Cinzia Rita Gaza, The War and its Dead: The Narrow Ggate of Democracies
In the face of war, the ethical and political dilemma of democracies has now been enriched by a new, disruptive element of crisis, represented by a growing social intolerance towards the sacrifice of human lives in war. Here, then, we shall talk about democracy, war, and death and their complex relationship. In particular, this article examines the bilateral relations between the elements of this unusual ménage à trois – democracy and war, war and death, death in war and democracy – to try to understand whether the molecular bonds that hold them together are sufficiently solid to ensure the stability of the relationship.
Spartaco Pupo, Thomas Hobbes and the Modern Individualism. The Leviathan in Michael Oakeshott’s Interpretation
This paper provides an overview of the Oakeshott’s understanding of the Hobbes’s political philosophy, that is almost entirely unknown in Italy. Oakeshott refutes the characterization of Hobbes as absolutist and emphasizes his idea of authority as more compatible with the individual liberty than the classical notion of reason. In the secondary literature about Hobbes, Oakeshott’s interpretation shows its originality even in comparison with other important studies in XX century, especially those of Leo Strauss, Hannah Arendt and Carl Schmitt. The paper concludes that Hobbes’s individualism is based on a skeptical and antirationalistic vision of politics, that is also the Oakeshott political philosophy’s theoretical groundwork.

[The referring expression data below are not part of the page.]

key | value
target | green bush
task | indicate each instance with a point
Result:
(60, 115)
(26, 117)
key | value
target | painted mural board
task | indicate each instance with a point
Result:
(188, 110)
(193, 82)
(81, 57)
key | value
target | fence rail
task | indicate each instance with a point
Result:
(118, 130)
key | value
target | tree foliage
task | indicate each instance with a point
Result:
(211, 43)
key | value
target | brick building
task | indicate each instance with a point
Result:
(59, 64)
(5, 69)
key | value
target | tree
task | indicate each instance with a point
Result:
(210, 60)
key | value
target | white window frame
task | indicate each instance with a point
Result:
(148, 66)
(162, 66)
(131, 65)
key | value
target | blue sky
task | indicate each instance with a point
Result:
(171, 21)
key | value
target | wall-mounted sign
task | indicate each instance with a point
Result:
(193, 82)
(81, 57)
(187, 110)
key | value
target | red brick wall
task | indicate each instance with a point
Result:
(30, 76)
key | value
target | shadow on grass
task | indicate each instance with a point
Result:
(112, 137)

Sofia Ventura, Contemporary Democracy and the Direct Choice of Rulers
Political leaders have always played a crucial role in mass democracies, as we know from the famous Max Weber’s writing, Politics as a Vocation. Nevertheless, during the last decades, the functions they perform have considerably changed. Some phenomena, generally labelled as presidenzialisation of politics or public democracy, concerning a large array of political, institutional, economical, technological and social transformations, have taken place in Western societies. They have reinforced the link between leaders and citizens (the public) at the expense of the traditional intermediate agencies, as – first of all – political parties. Such developments have challenged both parties, which, in order to maintain a role in the political system, have been forced to rethink their goals and organizational models, and the conception itself of the working of liberal democracies (in particular the parliamentary ones), and opened the way to a large and often critical debate and, at the same time, at the political level, many and different efforts to manage, constrain or further develop these new trends.